The government has already pumped NZ$20 billion ($12.15 billion) into the economy, largely through wage subsidies to limit job losses. Economists are expecting fiscal support to be doubled, at least.
“Thursday’s Budget will include billions more in new spending and investment to support the recovery phase, and it’s likely that even that won’t be the end of it,” said Westpac Senior Economist Michael Gordon, adding those billions were the least costly option.
“Without them, the damage to New Zealanders’ livelihoods and well-being would be immense, and the consequences would be felt for many years,” he said.
The spending would mean an operating deficit of about NZ$30 billion, or nearly 10% of gross domestic product in the 2021 fiscal year, economists said, while debt would spike higher.
“The weak economy will weigh on tax revenues – heavily – and expenses are skyrocketing,” ANZ Senior Economist Miles Workman said.
Workman said the government would have to abandon its strategy of keeping debt between 15-25% of GDP, with that ratio now likely to hit 40-50% of GDP. Debt is currently under 20%.
Bond issuance will spike to around NZ$145 billion over the next few years, he said, NZ$100 billion more than a projection made in December.
Prime Minister Ardern has garnered global praise for her leadership amid the pandemic, with the country recording only 21 deaths from coronavirus, among the lowest tolls in the world.

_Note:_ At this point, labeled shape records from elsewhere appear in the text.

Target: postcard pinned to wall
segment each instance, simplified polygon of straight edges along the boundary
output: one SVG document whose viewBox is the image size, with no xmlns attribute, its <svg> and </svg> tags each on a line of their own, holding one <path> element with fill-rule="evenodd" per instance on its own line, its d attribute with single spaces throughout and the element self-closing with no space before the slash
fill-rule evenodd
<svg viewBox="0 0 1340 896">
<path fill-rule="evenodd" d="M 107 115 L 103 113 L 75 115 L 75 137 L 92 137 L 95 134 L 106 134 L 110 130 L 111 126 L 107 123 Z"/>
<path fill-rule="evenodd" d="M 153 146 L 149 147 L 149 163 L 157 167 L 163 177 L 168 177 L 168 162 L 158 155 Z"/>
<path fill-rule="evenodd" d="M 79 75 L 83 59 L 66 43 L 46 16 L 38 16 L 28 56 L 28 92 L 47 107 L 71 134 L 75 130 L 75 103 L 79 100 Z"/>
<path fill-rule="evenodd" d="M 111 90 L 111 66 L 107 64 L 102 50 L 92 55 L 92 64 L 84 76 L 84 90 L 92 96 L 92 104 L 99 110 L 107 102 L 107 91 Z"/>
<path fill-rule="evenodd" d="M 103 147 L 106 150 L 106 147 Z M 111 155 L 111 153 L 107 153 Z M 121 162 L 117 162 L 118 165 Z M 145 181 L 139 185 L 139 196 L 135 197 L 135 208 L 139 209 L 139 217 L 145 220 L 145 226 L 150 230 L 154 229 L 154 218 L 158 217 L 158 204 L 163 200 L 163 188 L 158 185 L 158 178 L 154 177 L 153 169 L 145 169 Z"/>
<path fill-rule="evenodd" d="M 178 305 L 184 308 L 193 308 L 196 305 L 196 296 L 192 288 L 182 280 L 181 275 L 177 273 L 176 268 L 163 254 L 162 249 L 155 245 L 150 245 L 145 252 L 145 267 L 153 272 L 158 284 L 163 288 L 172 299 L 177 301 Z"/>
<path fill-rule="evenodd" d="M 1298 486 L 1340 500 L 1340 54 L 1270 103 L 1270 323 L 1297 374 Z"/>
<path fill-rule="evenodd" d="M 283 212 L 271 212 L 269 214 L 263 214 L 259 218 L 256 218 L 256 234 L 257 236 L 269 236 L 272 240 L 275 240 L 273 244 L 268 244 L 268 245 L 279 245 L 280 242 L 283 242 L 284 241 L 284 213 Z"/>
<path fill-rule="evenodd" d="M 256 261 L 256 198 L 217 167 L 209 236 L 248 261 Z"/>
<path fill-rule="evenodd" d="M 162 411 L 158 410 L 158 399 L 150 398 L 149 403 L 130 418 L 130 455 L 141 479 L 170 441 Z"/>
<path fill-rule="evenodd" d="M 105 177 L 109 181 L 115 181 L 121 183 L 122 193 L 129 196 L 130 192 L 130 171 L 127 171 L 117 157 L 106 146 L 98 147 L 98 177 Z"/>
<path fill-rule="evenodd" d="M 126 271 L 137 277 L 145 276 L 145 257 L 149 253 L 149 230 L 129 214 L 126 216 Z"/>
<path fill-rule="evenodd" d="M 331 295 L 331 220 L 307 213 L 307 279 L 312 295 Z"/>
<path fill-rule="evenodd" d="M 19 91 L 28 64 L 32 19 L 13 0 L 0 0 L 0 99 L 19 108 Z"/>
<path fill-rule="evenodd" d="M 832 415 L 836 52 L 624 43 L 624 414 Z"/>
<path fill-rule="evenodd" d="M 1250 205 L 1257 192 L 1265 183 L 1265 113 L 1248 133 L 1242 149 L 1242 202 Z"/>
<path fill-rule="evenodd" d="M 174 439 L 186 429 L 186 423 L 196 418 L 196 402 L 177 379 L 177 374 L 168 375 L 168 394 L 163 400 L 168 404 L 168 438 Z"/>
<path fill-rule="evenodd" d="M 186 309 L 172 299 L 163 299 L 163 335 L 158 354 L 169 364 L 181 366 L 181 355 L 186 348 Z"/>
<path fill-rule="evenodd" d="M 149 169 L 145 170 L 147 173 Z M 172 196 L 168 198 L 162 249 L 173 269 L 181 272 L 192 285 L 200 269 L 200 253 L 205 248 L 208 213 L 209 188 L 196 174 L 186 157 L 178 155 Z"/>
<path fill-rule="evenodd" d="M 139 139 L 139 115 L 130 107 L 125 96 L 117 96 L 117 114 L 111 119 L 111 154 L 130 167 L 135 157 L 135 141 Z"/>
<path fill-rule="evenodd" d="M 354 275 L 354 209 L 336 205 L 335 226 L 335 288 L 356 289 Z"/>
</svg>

But she faces a tough task rebooting the $200 billion economy, which is dependent on trade and tourism, with growth expected to slow significantly and hundreds of thousands of jobs to be lost.
Finance Minister Grant Robertson last week said the budget forecasts would be “sobering” and stressed more fiscal support is needed to keep jobless rates below 10% from 4.2% currently.
In neighbouring Australia, the government postponed its annual budget to October from May, as the coronavirus cast massive uncertainty over economic projections.
Ardern eased some tough lockdown measures this week, after pressure from the main opposition National Party, which said they were crippling small businesses and hurting the economy.
Thursday’s budget includes NZ$3.6 billion for health services over the next four years, NZ$200 million to tackle domestic violence and pay hikes for teachers.
A NZ$12 billion infrastructure package for roads and rail announced before the coronavirus pandemic would also go ahead.
“At its heart it is the simple idea that our team of 5 million has united to beat the virus, now together we can also unite to rebuild our economy,” Ardern said at a news conference on Monday.